From Mother’s Day 1954

May 8, 2022

I recently found a letter my dad wrote to my mom on the day after Mother’s Day 1954, while he was serving in the final weeks of the Korean War, looking forward to returning to his bride and the daughter he had not yet met.

An excerpt:

“Something I’ve noticed for a long time over here is the noticeable effect of a lack of female influence — a civilizing influence best describes it. I would hate to think of an extended era without the influence of loved women. Men become beasts enough in just a year without the guidance of the fair and mother sex. You would be surprised how much civilization leaves many of these people over here…. 

A long time ago I realized what you brought to me with all your womanliness and sympathy for the world, but I never realized how hungry aggressive manhood is for the stabilizing, civilizing qualities of good women. The theory that in our women lies the destiny of our culture gains strength in the light of what I see here.

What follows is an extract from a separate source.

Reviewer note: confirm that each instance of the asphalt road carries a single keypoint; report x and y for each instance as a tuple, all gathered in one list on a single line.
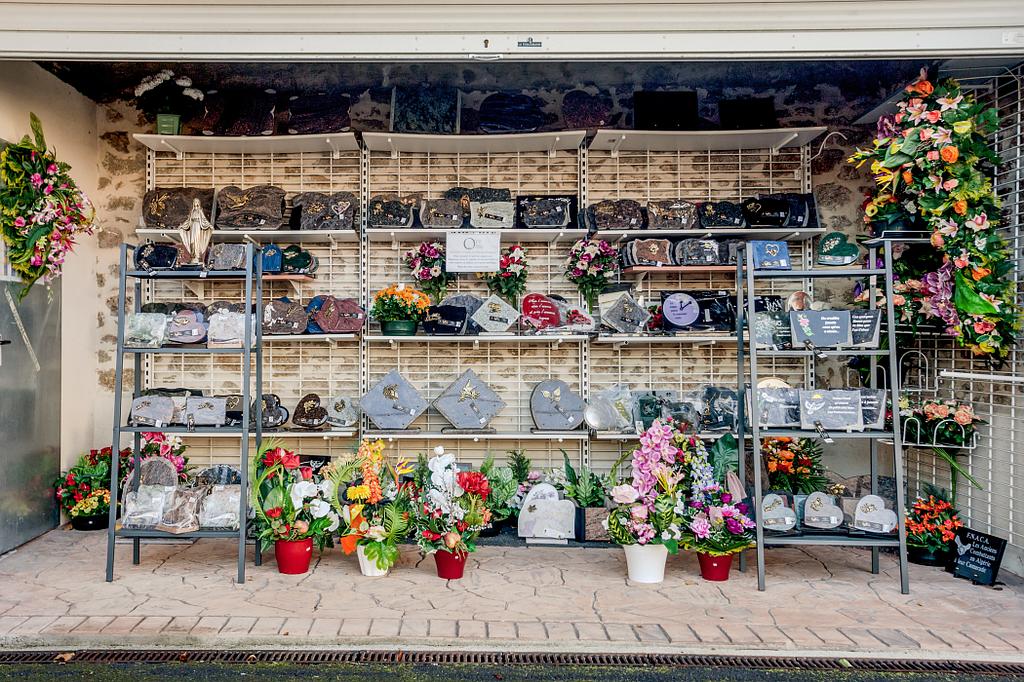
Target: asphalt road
[(430, 673)]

Maybe you read the article in that Saturday Review Reader that you sent me called “The Superiority of Women,” that I want to read again before I send the book home. It follows the thinking that I’ve been expounding above very well. This all becomes very personal when you apply it to your own life and the daughters and sons that you and I will give the next generation. Gives you an extra sense of mission toward mankind. The immediate objection is that you will affect only a very few people. But revolutions of all kinds are based on a few and the power of love transmitted to others has been proven by no less a personage than Christ Himself….

Yours completely, in Christ, Jamie”

, , , ,
Clayton

2 comments on “From Mother’s Day 1954”

  1. Amen! What an amazing tribute and reminder that we all have mothers, and their mission is essential to being.